RAYLAR KIRAÇ ALANLARA KAYDIRILMALI

URAYSİM projesinin, şehrimiz ve ülkemiz açısından taşıyacağı stratejik önemin farkında olduklarını belirten Akçar, “Ama bu projenin test yollarının birinci sınıf tarım arazisi statüsündeki verimli topraklar üzerine inşa edilmesi son derece sakıncalıdır. Planlanan faaliyet ile tarım arazilerinin tarım dışı kullanımı sağlanacak olup, Alpu Ovası’nın tarımsal bütünlüğü bozulacaktır. Bölge halkının öncelikle talebi de bu projenin iptal edilmesi değil, verimli tarım toprakları yerine, kıraç alanlara kaydırılarak hayata geçirilmesidir” diye konuştu.

ANAYASAYA AYKIRI

Alpu Ovası’nın 12 Aralık 2016 tarihinde alınan ve Resmi Gazete’de yayınlanan Bakanlar Kurulu kararıyla ‘tarımsal sit alanı’ ilan edilerek koruma altına alındığını ifade eden Akçar, “Şu anda URAYSİM kapsamında kamulaştırma işlemine tabi tutulan alan Alpu Büyük Ovası içinde yer almaktadır. Anayasamızın ‘Tarım, hayvancılık ve bu üretim dallarında çalışanların korunması başlıklı 45. maddesinde devletin tarım arazileri ile çayır ve meraların amaç dışı kullanılmasını ve tahribini önleyeceği’ hükmü yer almaktadır. Projenin verimli tarım arazileri üzerinde yapılması Anayasaya ‘aykırıdır” dedi.

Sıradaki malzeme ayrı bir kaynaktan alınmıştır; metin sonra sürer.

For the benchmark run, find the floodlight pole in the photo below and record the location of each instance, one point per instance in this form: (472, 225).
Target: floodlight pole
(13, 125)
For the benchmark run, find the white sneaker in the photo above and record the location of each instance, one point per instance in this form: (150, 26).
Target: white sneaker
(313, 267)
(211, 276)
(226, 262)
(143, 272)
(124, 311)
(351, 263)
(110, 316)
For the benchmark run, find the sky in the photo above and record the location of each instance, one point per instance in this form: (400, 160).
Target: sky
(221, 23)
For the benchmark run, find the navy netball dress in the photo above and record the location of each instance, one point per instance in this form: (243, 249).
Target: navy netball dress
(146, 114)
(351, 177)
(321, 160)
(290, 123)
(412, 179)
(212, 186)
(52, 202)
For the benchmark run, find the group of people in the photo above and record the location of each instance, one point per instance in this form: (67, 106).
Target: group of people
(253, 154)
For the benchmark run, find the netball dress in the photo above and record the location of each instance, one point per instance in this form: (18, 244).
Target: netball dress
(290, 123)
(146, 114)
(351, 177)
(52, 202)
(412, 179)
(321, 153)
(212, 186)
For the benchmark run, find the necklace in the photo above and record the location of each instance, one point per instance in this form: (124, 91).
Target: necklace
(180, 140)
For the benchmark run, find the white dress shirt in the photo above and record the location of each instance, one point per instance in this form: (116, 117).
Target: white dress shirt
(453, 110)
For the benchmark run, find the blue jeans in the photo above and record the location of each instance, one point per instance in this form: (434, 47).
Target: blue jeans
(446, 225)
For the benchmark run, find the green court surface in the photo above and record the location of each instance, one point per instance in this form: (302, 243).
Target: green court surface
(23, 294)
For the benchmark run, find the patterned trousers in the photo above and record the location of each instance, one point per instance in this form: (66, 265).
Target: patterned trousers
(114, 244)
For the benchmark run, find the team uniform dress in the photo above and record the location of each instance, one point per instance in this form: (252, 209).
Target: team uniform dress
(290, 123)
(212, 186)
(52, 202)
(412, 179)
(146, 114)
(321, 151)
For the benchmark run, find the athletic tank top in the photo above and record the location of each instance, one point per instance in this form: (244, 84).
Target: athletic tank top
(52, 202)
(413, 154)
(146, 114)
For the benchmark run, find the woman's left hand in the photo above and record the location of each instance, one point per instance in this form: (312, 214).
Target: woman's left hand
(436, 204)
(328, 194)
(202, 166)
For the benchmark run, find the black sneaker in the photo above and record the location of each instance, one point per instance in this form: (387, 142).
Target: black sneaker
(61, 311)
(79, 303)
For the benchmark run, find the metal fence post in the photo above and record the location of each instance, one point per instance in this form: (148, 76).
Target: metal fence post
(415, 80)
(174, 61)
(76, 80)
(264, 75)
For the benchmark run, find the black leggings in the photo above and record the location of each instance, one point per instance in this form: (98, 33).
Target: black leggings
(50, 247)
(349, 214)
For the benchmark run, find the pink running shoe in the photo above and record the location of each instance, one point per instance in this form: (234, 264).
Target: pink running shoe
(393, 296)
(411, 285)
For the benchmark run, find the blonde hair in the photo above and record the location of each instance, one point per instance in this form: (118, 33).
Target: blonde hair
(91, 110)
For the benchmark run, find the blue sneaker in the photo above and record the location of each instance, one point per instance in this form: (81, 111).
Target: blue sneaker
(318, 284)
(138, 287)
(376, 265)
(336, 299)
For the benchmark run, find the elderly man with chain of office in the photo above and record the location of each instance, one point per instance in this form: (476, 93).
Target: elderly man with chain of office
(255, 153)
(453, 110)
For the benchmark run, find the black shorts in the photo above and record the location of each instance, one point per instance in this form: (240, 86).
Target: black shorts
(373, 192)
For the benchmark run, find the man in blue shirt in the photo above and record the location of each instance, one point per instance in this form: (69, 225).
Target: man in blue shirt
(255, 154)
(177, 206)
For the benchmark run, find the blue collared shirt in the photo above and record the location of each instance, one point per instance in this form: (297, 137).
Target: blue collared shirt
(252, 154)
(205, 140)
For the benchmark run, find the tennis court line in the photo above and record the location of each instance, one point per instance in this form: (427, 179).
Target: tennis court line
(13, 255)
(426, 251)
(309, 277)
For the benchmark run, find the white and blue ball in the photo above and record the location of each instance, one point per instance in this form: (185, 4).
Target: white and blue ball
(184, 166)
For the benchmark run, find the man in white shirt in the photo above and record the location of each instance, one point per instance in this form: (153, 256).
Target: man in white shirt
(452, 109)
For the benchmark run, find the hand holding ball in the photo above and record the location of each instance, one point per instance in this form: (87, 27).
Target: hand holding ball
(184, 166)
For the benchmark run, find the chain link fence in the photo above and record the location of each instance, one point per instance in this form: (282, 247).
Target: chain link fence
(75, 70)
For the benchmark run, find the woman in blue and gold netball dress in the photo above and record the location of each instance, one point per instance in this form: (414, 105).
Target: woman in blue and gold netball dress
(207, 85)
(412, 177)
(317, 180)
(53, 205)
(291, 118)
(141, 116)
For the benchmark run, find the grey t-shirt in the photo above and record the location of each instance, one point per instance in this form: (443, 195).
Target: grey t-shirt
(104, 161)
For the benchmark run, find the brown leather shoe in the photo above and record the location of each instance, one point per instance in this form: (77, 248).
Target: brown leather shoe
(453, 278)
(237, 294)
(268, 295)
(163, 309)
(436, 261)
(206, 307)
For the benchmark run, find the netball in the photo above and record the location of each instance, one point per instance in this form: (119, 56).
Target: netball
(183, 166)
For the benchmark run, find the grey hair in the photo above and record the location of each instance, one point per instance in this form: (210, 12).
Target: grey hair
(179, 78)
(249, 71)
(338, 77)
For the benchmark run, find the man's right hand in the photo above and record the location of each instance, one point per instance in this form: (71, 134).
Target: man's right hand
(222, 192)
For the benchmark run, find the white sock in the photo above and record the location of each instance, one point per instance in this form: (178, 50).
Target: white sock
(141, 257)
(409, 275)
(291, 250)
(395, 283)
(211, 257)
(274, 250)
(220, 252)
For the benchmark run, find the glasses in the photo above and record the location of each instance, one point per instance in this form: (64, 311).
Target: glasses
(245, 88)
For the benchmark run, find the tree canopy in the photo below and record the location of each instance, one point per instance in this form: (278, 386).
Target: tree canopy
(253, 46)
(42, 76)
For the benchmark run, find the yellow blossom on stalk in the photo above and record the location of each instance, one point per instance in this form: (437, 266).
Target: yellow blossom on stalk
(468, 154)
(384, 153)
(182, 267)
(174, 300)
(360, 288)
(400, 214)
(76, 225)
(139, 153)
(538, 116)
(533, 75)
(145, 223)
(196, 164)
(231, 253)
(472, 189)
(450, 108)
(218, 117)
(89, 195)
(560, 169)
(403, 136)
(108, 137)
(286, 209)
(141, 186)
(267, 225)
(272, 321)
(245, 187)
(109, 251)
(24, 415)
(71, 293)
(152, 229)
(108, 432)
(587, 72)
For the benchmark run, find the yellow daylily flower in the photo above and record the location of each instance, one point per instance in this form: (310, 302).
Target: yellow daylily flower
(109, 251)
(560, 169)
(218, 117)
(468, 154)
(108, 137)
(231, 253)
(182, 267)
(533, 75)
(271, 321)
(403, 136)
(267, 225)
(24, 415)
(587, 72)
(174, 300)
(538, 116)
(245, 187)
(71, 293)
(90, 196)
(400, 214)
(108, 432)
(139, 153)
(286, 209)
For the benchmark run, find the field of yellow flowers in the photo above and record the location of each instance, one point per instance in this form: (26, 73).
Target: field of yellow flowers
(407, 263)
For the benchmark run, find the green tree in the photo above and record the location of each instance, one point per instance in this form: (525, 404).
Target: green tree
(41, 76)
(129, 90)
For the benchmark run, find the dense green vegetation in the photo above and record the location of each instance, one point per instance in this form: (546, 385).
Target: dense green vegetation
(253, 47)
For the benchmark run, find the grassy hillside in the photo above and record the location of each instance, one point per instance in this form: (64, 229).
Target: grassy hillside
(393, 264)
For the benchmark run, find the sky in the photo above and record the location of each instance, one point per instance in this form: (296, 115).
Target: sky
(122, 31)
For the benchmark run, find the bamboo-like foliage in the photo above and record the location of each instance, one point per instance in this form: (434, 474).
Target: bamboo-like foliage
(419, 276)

DOĞA BİZE DEĞİL, BİZ ONA MUHTACIZ!

Proje hazırlanırken, 5403 sayılı Toprak Koruma ve arazi Kullanımı Kanunu ve Tarım arazilerinin korunması, kullanılması ve planlanmasına ilişkin yönetmeliğin, ‘Tarım Arazilerinin Amaç Dışı Kulanımı’ , ‘Tarımsal Potansiyeli Yüksek Büyük Ovaların Korunması’ gibi hükümlerine uyulmadan kamulaştırma işlemi başlatılmasının mevzuata aykırı olduğunu aktaran Akçar, açıklamasını şöyle sürdürdü: “Bölge halkının üzerinde titizlikle durduğu bir başka mesele, döşenecek raylardan oluşan test merkezinin tarlaları pek çok parçaya bölecek olmasıdır. Projedeki ray hatları çiftçilerin tarlalarını, meralarını tarla içi yollarını, yeraltına döşeli borulu sulama kanallarını irtibatı kopartarak kesecektir. İrtibatı kopan tarlalar susuz kalacak, büyük verim kaybı yaşanacaktır. Mera ve tarlalarına ulaşmak için köylüler fazladan enerji ve zaman kaybına uğrayacaktır. Bu verimli topraklar köylünün, işçinin ekmeğidir, büyük emek ve mesai harcanarak, uzun zamandır bu topraklarda tarım ve hayvancılık yapılmış ve yapılmaktadır. Tarım ve hayvancılık faaliyetlerinin böylesine riske girdiği bir projeyi bu şekli ile onaylamamız mümkün değildir. Bir kere daha söylüyoruz projeye karşı değiliz. Bu şekli ile yapılmasına itirazımız var! Amaç kırsalın korunması, kalkınması için projeler üretmek ve uygulamak olmalıdır. Bugün halkına besin sağlamada dahi kendi kendine yetemeyen dışa bağımlı bir ülke olmamızın sebebi şüphesiz bu kamu yararı gözetilmeden alınan kamulaştırma kararları ve akabinde gelen projelerdir.  Yaşayacak farklı bir gezegenimiz ve doğamız yoktur. Unutulmamalıdır ki; akıl almaz projelerle talan ettiğimiz doğa bize muhtaç değil biz ona muhtacız.”